As preferably, the solvent described in step S2 is one or more in methylene dichloride, tetrahydrofuran (THF), ethanol, ethylene dichloride, methyl alcohol, Virahol, Isosorbide-5-Nitrae-dioxane, normal heptane, formic acid, toluene, acetonitrile, acetic acid, hexanaphthene, water.
Further preferably, the solvent described in step S2 is methylene dichloride, tetrahydrofuran (THF).Methylene dichloride and tetrahydrofuran (THF), relative to other solvents, have cost low, and aftertreatment is simple in the present reaction, and product loss is little, yield advantages of higher.

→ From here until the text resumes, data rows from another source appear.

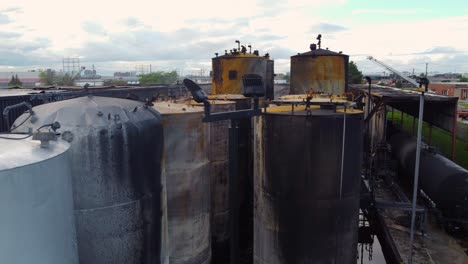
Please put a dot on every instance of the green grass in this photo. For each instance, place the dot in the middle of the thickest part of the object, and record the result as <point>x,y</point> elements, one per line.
<point>441,139</point>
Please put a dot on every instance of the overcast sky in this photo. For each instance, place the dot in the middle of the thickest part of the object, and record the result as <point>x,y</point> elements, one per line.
<point>184,35</point>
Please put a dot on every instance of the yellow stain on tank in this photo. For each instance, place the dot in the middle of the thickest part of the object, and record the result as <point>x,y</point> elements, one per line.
<point>229,69</point>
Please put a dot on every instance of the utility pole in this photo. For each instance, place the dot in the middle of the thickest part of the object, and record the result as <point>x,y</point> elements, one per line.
<point>425,82</point>
<point>94,77</point>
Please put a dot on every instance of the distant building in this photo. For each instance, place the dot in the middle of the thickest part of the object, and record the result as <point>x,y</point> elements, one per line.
<point>125,74</point>
<point>458,89</point>
<point>28,79</point>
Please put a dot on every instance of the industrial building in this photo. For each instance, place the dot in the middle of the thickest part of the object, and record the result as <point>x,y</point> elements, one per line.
<point>232,172</point>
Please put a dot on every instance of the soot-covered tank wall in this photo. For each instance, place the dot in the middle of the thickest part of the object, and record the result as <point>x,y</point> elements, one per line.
<point>306,199</point>
<point>116,175</point>
<point>186,169</point>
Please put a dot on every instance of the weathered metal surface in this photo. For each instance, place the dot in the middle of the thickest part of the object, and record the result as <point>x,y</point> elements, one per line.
<point>301,215</point>
<point>445,182</point>
<point>245,173</point>
<point>36,202</point>
<point>319,71</point>
<point>35,97</point>
<point>116,176</point>
<point>186,169</point>
<point>219,177</point>
<point>229,69</point>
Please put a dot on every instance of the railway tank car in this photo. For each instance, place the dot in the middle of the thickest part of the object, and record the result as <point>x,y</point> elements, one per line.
<point>116,152</point>
<point>445,182</point>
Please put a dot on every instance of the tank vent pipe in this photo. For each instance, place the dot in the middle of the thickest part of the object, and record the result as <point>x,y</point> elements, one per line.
<point>343,152</point>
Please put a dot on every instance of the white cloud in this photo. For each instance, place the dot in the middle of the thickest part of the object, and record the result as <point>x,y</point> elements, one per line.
<point>188,33</point>
<point>387,11</point>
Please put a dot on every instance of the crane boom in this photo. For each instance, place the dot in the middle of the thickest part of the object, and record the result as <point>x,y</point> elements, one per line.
<point>412,81</point>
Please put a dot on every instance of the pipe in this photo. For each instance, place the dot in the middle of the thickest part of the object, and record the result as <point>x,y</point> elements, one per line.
<point>10,107</point>
<point>233,192</point>
<point>454,134</point>
<point>416,176</point>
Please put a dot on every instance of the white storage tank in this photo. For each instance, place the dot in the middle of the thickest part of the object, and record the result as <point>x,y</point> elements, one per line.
<point>36,203</point>
<point>116,148</point>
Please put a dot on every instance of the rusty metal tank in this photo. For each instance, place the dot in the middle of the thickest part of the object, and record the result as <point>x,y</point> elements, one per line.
<point>307,171</point>
<point>219,175</point>
<point>36,202</point>
<point>116,151</point>
<point>229,68</point>
<point>319,70</point>
<point>186,169</point>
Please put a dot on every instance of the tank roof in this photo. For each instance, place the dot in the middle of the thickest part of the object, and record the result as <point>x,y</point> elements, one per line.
<point>313,110</point>
<point>320,52</point>
<point>84,112</point>
<point>176,108</point>
<point>241,55</point>
<point>17,153</point>
<point>227,97</point>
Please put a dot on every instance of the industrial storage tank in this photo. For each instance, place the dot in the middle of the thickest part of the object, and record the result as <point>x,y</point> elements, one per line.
<point>219,176</point>
<point>319,70</point>
<point>116,176</point>
<point>229,68</point>
<point>36,203</point>
<point>186,169</point>
<point>307,174</point>
<point>245,170</point>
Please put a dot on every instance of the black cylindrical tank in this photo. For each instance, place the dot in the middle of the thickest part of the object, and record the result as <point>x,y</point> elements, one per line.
<point>306,195</point>
<point>219,176</point>
<point>186,170</point>
<point>245,169</point>
<point>116,150</point>
<point>445,182</point>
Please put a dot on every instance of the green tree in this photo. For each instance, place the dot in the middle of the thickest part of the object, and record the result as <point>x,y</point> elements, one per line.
<point>12,81</point>
<point>354,74</point>
<point>398,84</point>
<point>287,77</point>
<point>47,77</point>
<point>18,81</point>
<point>15,81</point>
<point>159,77</point>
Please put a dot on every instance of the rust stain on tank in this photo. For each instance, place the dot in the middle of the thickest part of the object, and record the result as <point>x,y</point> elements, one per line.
<point>229,69</point>
<point>326,72</point>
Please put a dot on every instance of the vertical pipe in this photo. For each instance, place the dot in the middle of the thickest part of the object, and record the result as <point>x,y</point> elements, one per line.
<point>343,152</point>
<point>393,114</point>
<point>430,133</point>
<point>454,134</point>
<point>233,192</point>
<point>416,176</point>
<point>401,120</point>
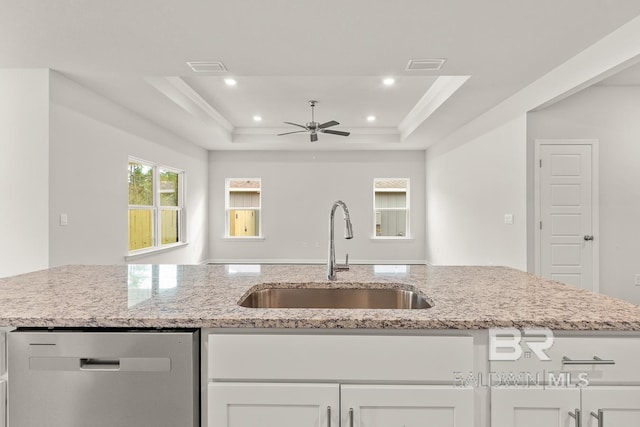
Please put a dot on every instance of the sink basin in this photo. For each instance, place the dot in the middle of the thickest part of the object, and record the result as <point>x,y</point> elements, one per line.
<point>366,296</point>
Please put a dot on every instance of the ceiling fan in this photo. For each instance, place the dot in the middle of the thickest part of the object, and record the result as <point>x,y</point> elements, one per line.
<point>314,127</point>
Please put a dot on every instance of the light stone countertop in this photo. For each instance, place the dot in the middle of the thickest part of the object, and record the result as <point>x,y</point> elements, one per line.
<point>206,296</point>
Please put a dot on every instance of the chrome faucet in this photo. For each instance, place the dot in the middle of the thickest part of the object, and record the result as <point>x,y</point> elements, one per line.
<point>332,267</point>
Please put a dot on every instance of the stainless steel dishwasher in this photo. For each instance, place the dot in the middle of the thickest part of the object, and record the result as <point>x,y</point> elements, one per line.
<point>103,378</point>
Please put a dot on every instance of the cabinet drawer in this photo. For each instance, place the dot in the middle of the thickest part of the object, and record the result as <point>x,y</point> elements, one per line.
<point>286,357</point>
<point>622,351</point>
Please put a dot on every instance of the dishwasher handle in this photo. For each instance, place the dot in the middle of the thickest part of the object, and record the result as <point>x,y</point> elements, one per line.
<point>95,364</point>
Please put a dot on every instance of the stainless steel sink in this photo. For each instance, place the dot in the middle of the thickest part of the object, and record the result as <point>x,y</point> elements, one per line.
<point>320,296</point>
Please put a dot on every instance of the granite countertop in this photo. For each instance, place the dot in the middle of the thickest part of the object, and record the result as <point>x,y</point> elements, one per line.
<point>206,296</point>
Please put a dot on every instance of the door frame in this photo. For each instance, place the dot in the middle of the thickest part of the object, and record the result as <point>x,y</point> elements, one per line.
<point>595,202</point>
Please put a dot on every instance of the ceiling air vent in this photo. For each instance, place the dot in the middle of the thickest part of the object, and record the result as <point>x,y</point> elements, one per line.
<point>425,64</point>
<point>207,66</point>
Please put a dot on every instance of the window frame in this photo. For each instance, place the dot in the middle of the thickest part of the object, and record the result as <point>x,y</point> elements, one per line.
<point>228,208</point>
<point>157,208</point>
<point>407,208</point>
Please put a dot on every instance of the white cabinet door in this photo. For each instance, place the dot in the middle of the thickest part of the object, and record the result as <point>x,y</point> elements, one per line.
<point>273,405</point>
<point>534,407</point>
<point>3,400</point>
<point>408,406</point>
<point>620,406</point>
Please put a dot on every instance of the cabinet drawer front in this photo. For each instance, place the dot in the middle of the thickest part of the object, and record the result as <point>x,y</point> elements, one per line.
<point>282,405</point>
<point>622,351</point>
<point>380,405</point>
<point>284,357</point>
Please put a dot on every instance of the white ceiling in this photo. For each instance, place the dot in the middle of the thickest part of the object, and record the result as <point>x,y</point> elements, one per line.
<point>285,52</point>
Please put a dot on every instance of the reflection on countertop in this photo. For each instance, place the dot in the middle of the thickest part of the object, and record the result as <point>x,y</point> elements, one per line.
<point>153,296</point>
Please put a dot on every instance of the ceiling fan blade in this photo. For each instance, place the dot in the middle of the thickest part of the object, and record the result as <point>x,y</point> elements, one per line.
<point>295,124</point>
<point>295,131</point>
<point>335,132</point>
<point>328,124</point>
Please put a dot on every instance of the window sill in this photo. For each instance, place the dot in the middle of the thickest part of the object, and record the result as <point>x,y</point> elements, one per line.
<point>406,239</point>
<point>152,251</point>
<point>243,238</point>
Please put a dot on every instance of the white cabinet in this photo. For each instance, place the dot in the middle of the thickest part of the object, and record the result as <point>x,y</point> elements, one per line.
<point>409,406</point>
<point>619,406</point>
<point>533,407</point>
<point>337,380</point>
<point>326,405</point>
<point>273,405</point>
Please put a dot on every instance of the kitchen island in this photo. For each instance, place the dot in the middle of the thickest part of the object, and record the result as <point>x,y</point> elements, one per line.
<point>207,296</point>
<point>354,367</point>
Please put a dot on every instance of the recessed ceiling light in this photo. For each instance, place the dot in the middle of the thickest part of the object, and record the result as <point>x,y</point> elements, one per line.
<point>432,64</point>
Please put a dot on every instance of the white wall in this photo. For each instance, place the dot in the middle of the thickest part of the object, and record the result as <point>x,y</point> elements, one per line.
<point>298,189</point>
<point>91,139</point>
<point>470,188</point>
<point>611,115</point>
<point>24,162</point>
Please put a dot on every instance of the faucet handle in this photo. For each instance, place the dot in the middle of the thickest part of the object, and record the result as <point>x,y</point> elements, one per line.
<point>345,266</point>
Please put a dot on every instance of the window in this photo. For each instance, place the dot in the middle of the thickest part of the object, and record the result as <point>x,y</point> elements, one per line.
<point>391,207</point>
<point>242,207</point>
<point>155,205</point>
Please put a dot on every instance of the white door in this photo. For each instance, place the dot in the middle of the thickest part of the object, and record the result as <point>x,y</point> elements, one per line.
<point>534,407</point>
<point>619,406</point>
<point>566,205</point>
<point>273,405</point>
<point>406,406</point>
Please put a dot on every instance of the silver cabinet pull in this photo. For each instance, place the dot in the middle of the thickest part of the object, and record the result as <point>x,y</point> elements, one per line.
<point>576,416</point>
<point>595,361</point>
<point>599,416</point>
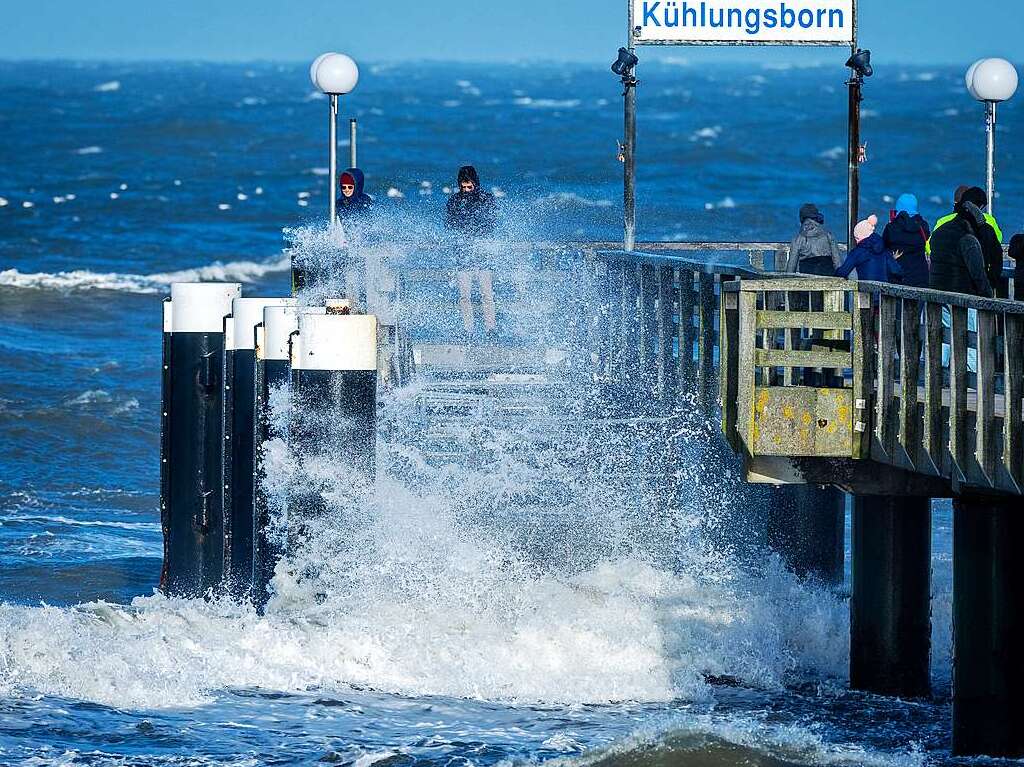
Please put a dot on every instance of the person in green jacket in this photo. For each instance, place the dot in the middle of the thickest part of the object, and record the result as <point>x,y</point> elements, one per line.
<point>981,202</point>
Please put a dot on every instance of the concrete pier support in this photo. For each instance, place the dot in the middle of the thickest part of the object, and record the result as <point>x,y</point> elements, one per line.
<point>192,437</point>
<point>890,607</point>
<point>988,627</point>
<point>333,429</point>
<point>806,526</point>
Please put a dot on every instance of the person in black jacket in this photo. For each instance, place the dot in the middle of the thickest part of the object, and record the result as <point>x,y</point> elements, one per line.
<point>471,210</point>
<point>353,203</point>
<point>473,213</point>
<point>907,233</point>
<point>957,259</point>
<point>991,248</point>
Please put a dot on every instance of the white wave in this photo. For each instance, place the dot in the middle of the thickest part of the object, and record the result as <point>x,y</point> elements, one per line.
<point>547,103</point>
<point>242,271</point>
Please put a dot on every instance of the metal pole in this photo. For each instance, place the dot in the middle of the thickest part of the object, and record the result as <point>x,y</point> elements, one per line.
<point>351,143</point>
<point>990,155</point>
<point>629,158</point>
<point>853,176</point>
<point>333,159</point>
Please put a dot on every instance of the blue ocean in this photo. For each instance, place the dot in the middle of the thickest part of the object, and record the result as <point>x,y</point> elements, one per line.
<point>509,606</point>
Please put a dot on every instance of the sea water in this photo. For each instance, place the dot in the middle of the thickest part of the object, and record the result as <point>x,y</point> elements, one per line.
<point>561,586</point>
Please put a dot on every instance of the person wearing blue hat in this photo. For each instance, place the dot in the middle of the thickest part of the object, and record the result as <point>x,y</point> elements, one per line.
<point>907,232</point>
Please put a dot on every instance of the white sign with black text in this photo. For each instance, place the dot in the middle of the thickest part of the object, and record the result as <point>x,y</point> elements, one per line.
<point>743,22</point>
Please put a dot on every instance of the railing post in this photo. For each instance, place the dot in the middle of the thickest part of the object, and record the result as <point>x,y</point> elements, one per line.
<point>863,373</point>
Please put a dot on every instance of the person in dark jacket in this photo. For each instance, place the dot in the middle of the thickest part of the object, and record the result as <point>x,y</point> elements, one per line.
<point>814,250</point>
<point>870,258</point>
<point>991,245</point>
<point>1017,253</point>
<point>473,213</point>
<point>353,203</point>
<point>957,259</point>
<point>471,210</point>
<point>907,232</point>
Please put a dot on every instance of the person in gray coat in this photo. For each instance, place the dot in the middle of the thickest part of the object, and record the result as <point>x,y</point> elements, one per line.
<point>814,250</point>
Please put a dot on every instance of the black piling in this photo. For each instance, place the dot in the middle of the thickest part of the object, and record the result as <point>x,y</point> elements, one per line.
<point>890,606</point>
<point>192,437</point>
<point>988,627</point>
<point>240,417</point>
<point>806,525</point>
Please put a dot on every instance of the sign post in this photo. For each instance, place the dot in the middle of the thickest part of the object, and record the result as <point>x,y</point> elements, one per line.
<point>741,23</point>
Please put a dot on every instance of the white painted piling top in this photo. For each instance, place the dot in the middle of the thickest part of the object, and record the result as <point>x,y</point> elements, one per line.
<point>335,342</point>
<point>279,324</point>
<point>201,307</point>
<point>246,314</point>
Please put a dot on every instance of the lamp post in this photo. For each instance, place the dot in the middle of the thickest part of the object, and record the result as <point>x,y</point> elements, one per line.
<point>335,75</point>
<point>991,81</point>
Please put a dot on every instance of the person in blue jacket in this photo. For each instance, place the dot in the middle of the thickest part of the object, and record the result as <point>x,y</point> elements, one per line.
<point>870,258</point>
<point>907,232</point>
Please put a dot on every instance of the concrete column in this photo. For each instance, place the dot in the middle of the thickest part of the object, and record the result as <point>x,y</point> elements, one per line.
<point>890,606</point>
<point>806,524</point>
<point>334,403</point>
<point>988,627</point>
<point>192,437</point>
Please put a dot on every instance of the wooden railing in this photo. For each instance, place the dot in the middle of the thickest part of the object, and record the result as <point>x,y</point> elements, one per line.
<point>922,380</point>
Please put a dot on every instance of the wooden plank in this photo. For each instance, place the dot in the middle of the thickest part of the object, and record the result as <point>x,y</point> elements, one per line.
<point>812,284</point>
<point>706,352</point>
<point>647,346</point>
<point>909,368</point>
<point>1013,423</point>
<point>687,331</point>
<point>985,428</point>
<point>822,358</point>
<point>729,367</point>
<point>957,393</point>
<point>932,439</point>
<point>667,381</point>
<point>863,379</point>
<point>630,314</point>
<point>744,388</point>
<point>809,320</point>
<point>614,322</point>
<point>886,366</point>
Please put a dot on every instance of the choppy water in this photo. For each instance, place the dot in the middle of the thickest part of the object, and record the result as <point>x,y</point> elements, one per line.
<point>507,606</point>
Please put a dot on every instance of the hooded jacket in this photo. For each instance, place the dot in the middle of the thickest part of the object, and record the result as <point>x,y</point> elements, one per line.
<point>871,261</point>
<point>359,203</point>
<point>473,213</point>
<point>908,235</point>
<point>814,250</point>
<point>957,259</point>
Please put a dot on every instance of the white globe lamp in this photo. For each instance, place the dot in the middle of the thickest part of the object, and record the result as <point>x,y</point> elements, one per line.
<point>991,81</point>
<point>315,65</point>
<point>336,75</point>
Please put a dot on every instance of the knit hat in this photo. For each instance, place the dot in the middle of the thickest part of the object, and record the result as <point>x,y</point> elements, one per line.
<point>906,204</point>
<point>810,210</point>
<point>977,196</point>
<point>865,228</point>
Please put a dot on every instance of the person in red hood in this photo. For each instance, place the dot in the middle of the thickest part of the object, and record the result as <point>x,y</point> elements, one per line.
<point>353,203</point>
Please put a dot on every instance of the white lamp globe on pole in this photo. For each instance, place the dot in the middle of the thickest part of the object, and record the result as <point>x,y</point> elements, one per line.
<point>335,75</point>
<point>991,81</point>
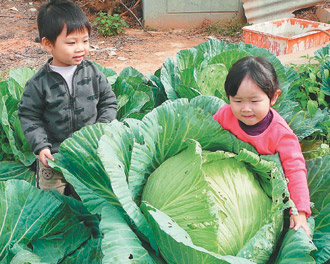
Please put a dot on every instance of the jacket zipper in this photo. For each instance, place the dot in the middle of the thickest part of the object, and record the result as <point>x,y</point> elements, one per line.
<point>71,99</point>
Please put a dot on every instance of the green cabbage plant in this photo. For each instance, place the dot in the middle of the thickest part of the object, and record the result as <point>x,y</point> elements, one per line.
<point>173,187</point>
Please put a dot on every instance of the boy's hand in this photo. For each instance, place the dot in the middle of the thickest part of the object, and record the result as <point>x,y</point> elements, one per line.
<point>43,154</point>
<point>300,220</point>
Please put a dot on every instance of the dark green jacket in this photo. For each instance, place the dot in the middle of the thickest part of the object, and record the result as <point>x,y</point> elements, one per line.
<point>49,114</point>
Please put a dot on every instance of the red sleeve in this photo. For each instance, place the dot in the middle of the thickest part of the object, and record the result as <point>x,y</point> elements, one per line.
<point>294,166</point>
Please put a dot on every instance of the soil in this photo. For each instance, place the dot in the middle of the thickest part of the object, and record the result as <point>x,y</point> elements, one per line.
<point>143,50</point>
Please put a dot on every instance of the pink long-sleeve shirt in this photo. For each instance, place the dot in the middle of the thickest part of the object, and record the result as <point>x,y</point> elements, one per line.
<point>278,137</point>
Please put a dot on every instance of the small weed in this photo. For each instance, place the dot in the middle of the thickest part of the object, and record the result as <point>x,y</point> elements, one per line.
<point>108,25</point>
<point>230,29</point>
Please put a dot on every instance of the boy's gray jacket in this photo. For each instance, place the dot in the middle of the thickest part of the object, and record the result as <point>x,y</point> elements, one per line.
<point>49,114</point>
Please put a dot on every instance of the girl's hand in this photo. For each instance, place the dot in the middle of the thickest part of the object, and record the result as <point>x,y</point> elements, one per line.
<point>45,154</point>
<point>300,220</point>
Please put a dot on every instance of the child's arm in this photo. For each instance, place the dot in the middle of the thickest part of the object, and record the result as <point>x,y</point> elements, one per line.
<point>30,111</point>
<point>300,220</point>
<point>45,154</point>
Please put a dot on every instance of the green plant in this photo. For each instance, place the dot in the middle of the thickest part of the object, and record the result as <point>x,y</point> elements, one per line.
<point>108,25</point>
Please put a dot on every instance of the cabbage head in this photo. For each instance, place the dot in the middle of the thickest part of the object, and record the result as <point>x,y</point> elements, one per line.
<point>175,187</point>
<point>218,200</point>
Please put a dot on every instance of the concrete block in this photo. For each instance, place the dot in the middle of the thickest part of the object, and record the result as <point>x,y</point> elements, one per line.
<point>323,14</point>
<point>187,14</point>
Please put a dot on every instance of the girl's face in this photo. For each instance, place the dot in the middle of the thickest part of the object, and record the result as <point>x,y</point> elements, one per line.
<point>68,49</point>
<point>251,104</point>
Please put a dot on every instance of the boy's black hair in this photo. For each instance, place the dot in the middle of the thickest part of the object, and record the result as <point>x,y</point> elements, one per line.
<point>259,69</point>
<point>55,14</point>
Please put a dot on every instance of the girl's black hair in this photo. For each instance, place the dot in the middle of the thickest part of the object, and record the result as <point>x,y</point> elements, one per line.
<point>55,14</point>
<point>259,69</point>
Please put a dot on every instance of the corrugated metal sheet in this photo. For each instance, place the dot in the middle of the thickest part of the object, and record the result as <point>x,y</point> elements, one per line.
<point>257,11</point>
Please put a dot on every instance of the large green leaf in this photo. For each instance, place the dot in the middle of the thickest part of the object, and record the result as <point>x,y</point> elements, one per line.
<point>211,79</point>
<point>31,215</point>
<point>82,167</point>
<point>27,158</point>
<point>319,185</point>
<point>170,78</point>
<point>175,244</point>
<point>120,244</point>
<point>290,252</point>
<point>115,150</point>
<point>204,194</point>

As preferably, the reductive agent described in step S2 is one or more in sodium borohydride, metallic nickel, hydrogen, titanium tetrachloride, Lithium Aluminium Hydride, sodium cyanoborohydride, sodium triacetoxy borohydride, borine, tetra isopropyl titanium.
Further preferably, the reductive agent described in step S2 is sodium borohydride.Sodium borohydride is applied very extensive in the industrial production, and cheap and easy to get, its activity is moderate, and aftertreatment is in the reaction simple, can improve the yield of product.
As preferably, the reductive agent described in step S2 is (1 ~ 3) with the mol ratio of (R)-2-amino-1-phenylethyl alcohol: 1.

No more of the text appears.